I close my eyes. My imagination’s gone haywire. Or maybe I’m craving the comfort Kayla delivered when I was a kid. She would sneak into my room on the nights my foster parents yelled so damn loud she heard every word through her bedroom window. She’d come in through my first-floor bedroom window and offer to study with me. Night after night, she reminded me that there was a way out. She believed I could rise above the bullying and the abuse one day.
And now the past is threatening to pull me under again.
“Gavin?” Margaret says. “Are you certain Alexandra didn’t go to school with you?”
“I’m sure,” I say, opening my eyes and refocusing on the present. “She’s too young. She’s still in her early twenties.”

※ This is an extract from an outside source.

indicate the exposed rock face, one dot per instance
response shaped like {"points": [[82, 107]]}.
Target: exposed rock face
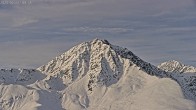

“A good dermatologist could help her appear a decade younger,” Margaret says.
Kayla tenses beside me at the word dermatologist. I need to shut that line of questioning down before Margaret delves into Kayla’s past relationships. It’s bad enough we’re talking about a woman I was sleeping with around a damn coffee table. If we launch into a discussion of Mr. Mistake, Kayla might walk out.
“I never met her before she took a job at my gym,” I say firmly.
“She might have altered her appearance since high school,” Margaret said. “You changed your name. Others might have too.”
“No, I keep track of the kids who bullied me.” I ignore her pointed comment about my former identity. My past is supposedly under lock and key. Yet, here we are.
“I know exactly how much Jack Johnson hates his life right now,” I add. “And every other kid who beat me until I could barely get off the school bus at the end of the day.”
“Really?” Kayla murmurs. “You never told me that.”
“I didn’t think you’d approve,” I say honestly.
“I don’t.” A small frown replaces Kayla’s smile. “Do you also keep track of the Masters?” She turns to Margaret. “They were his foster family.”
“Rick and Liz served six years in prison,” I say flatly. “Rick died about a month after his release, and Liz moved in with his sister in Vermont. I’ve known exactly where they were since I pressed charges against them when I was seventeen. I’ve also followed my caseworker. Sophia Galanos never went to prison. But she was forced to close that damn agency. She lost her license and never placed another child in a home and left them to rot. I made sure of that. She moved to Greece seventeen years ago to live with her parents.”
I deliver the facts in a monotone. Still, the hate rises up when I think about the so-called parents who kept a roof over my head,
but did little else to protect me. Sophia Galanos wasn’t much better.
Tossing the stack of photos on the table, I look at Margaret. “How do you know these are from my ex?”